By the close of the workshop it is nearly done, perhaps 60% complete, with a river of white space flowing around the images and words. There is still work to be done and I find myself thinking of books and magazines that are in the house, ones that I’ll have to buy to fill the blank spots. For the time being I am satisfied, and feel that it is in a good place.
Catching my breath. It’s a thing that I do sometimes. I find myself in the midst of a creative project and then I find myself in limbo. This happens (or is that I allow it to happen) often: I begin in full force, luminously charged by the energy coming from the work, from my heart and then, I not so much as stop but halt, pause. Sometimes it is in the timing, as I often get a creative surge in the late evening (which is most detrimental when one works a traditional 9-5). At times there may be a concern for my well-being, i.e., sleep deprivation, in a zone where I forget to eat or the worse of it is the onset of a headache (which for most people is simply cured by aspirin and a caffeine pill)--for me it is almost often a catalyst to something far worse; where a simple headache explodes into a full-blown migraine.
Yesterday afternoon I felt the pulse on the back of my head, and took an aspirin, a drink of water, a bite of a granola bar. It was snowing outside, and I remember thinking to myself that I should take a picture. The snow was iridescent in the sunless gray light. I was trimming a sunburst gold and pearl pin, an image from a copy of W magazine for the vision board. Something about it triggered a memory, the Field of Dreams—an early Kevin Costner movie about building a baseball diamond in the middle of a corn field. The spirit of his father telling him “if you build it they will come” – the ghosts of baseball past. It makes me wonder how much of what we vision comes from the past, the remembrances of who we wanted to be when we were younger?

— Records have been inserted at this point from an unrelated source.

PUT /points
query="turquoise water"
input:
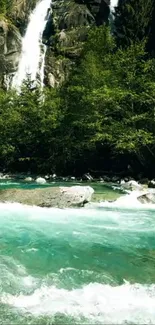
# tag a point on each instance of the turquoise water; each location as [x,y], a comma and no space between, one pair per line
[77,266]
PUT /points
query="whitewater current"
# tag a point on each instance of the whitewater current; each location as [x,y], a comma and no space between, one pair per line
[93,265]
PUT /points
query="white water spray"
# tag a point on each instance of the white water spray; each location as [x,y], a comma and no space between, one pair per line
[113,4]
[33,56]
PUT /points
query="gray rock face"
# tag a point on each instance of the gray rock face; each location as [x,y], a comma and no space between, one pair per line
[65,33]
[60,197]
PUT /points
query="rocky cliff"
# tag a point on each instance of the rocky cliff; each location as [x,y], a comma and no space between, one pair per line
[64,35]
[66,32]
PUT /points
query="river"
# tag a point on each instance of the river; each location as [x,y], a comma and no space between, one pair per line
[93,265]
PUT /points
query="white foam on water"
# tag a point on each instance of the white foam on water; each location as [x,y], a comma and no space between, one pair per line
[97,302]
[128,201]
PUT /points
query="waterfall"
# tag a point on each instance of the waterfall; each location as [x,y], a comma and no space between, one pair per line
[113,4]
[33,55]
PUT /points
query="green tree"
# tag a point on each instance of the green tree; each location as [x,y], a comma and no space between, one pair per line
[132,21]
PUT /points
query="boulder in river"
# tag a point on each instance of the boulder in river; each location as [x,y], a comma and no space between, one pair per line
[132,185]
[60,197]
[41,180]
[148,197]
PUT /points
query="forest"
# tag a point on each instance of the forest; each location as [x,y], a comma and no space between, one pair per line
[101,119]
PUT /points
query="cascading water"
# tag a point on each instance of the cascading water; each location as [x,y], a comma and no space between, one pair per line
[33,56]
[113,4]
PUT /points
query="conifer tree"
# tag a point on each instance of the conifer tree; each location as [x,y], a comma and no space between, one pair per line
[132,21]
[151,40]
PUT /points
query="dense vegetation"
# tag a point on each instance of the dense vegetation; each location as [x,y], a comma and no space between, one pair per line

I can’t shake the chill and excuse myself to use the restroom. It is at the end of a winding hallway of white walls and steel gray doors, the numbers written in black Sharpie. The cold snaps at my heel as I dash through the corridor. In the dark silence of the ladies, I rest my forehead on the cold tile to soothe the pulsations; I try a meditation to control my breath to control the flow of blood with my mind. It sounds almost mystical as I recant the memory but it’s pure hell, the minute by minute torturous. If anything has taught me about patience, about leading oneself back to the calm center, it is this.